Soaring Wind sued because it believed the plaintiff failed to properly invest in this business project. Here, Catic improperly breached the agreement by investing $50 million dollars in a Chinese affiliate without returning fifteen percent in profits to Soaring Wind Energy.[2] As a result, “the arbitration panel issued its final award in favor of the claimants” [3] in the amount of $62.9 million dollars in lost profits. Additionally, panel ordered the divestment of Catic and its affiliates’ equity intertest. The plaintiff then sought judicial confirmation, and the district court confirmed the award against Catic. The appeal arises from this decision
Here , Catic USA and its Chinese affiliates advanced three theories: “(1) The district court erred by confirming the award without first reviewing the arbitrators' power over Catic USA's Chinese affiliates; (2) the arbitration panel was improperly constituted; and (3) the award includes speculative or punitive damages rendering it unenforceable.”[4]
The first issue has a basis in jurisdiction. Given Catic’s ties to its Chinese investor, the appeals court reviewed de novo whether the district court violated U.S. jurisprudence of international arbitration through its affirmation of the award. The court concluded that it held federal jurisdiction under the NY Convention because even though the Agreement related back to a foreign state, actions performed on foreign soil triggered breach for a domestic member.[5]

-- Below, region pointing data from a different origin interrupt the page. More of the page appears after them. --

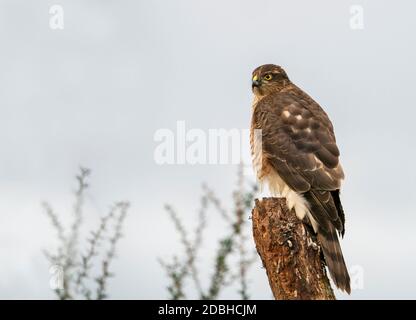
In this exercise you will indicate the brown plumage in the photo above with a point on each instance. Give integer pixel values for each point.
(298, 156)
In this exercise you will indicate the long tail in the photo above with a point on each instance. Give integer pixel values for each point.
(327, 211)
(334, 258)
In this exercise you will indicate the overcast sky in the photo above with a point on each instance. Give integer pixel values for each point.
(95, 93)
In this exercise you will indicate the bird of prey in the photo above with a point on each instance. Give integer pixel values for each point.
(294, 151)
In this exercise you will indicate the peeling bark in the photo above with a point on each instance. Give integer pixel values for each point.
(290, 253)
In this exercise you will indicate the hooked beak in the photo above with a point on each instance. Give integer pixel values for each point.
(255, 82)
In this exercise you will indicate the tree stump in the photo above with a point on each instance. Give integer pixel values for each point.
(290, 253)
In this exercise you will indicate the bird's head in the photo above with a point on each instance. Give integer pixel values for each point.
(267, 79)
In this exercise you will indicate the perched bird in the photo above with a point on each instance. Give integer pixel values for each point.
(294, 151)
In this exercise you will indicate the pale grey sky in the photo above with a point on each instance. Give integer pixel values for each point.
(95, 92)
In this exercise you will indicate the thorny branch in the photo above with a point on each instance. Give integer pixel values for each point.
(75, 266)
(233, 244)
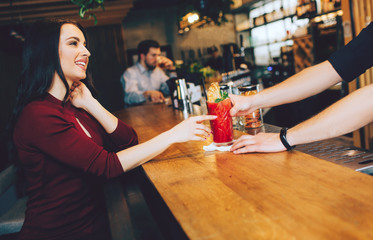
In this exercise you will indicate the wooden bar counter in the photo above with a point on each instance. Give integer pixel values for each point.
(219, 195)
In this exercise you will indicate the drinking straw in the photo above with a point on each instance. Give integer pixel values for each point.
(204, 87)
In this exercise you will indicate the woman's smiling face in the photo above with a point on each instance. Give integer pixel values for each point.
(73, 53)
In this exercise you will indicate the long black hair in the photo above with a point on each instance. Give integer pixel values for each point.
(40, 61)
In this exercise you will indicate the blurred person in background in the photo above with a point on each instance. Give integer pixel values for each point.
(146, 80)
(215, 61)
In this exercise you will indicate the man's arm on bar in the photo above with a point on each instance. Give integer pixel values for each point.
(304, 84)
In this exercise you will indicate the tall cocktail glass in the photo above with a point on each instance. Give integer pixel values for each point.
(254, 119)
(222, 126)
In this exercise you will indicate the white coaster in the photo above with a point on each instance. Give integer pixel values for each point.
(213, 147)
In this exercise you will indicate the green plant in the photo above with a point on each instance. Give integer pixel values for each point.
(88, 5)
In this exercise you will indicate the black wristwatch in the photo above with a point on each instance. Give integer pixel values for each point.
(284, 140)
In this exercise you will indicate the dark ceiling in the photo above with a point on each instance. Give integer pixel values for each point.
(16, 11)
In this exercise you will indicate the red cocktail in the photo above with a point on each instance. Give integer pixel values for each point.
(222, 127)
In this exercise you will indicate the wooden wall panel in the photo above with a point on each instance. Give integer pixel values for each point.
(358, 14)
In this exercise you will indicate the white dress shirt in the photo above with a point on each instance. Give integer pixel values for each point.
(136, 80)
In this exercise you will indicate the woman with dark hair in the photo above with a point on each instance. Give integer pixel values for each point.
(65, 141)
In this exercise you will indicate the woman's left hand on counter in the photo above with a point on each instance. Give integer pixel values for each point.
(262, 142)
(192, 129)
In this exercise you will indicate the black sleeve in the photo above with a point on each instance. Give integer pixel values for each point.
(356, 57)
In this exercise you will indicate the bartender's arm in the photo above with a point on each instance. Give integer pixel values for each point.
(304, 84)
(350, 113)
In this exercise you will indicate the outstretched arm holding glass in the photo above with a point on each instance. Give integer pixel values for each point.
(348, 114)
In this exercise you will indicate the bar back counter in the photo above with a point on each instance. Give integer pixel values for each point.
(187, 193)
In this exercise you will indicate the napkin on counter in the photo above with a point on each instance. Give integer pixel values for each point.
(213, 147)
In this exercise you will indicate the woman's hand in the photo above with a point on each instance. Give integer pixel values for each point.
(192, 129)
(80, 96)
(241, 105)
(262, 142)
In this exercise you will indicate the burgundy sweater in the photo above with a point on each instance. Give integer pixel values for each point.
(63, 168)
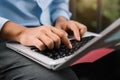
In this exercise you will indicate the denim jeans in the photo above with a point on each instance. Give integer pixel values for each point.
(14, 66)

From here, the appeals court proceeded to break down Catic’s three theories. First, the defendant asserted that it lacked representation on the panel, so the award should be set aside. The court declined saying that the defendant signed an agreement that specified the actions of its affiliates, and when the affiliate chose not to attend the panel, that inaction constituted its own breach. Catic then claimed that Tang Energy Group had more of a say during the arbitration because it brought more arbitrators. It asked the court to invalidate the award because the representation was not evenly distributed. The Fifth Circuit again rejected this notion because the Agreement was a deal made between sophisticated parties. The Agreement did not favor parties; it only specified that the panel consisted of seven members. The fact that Catic was outnumbered is moot.
Finally, Catic claimed that the panel “exceeded its authority by awarding speculative and punitive damages in violation of the Agreement's written terms”[6] and the court should vacate and remand the decision because the award reflected an abuse of authority. While it was true that the panel did not have the authority to issue punitive damages, it did have the ability to grant injunctive relief. The question became whether the divestment was injunctive or punitive in nature. This court held that the divestment constituted injunctive relief because it not only compensated the parties but also achieved a just outcome. The appeals court affirmed the arbitration award in favor of Soaring Wind.
[1] Soaring Wind Energy, L.L.C. v. Catic USA Inc., 946 F.3d 742, 747 (5th Cir. 2020).
[2] Id. at 757.
[3] Id. at 749.
[4] Id. at 754.
[5] Id. at 753.
[6] Soaring Wind Energy, L.L.C. v. Catic USA Inc., 946 F.3d 742, 756 (5th Cir. 2020).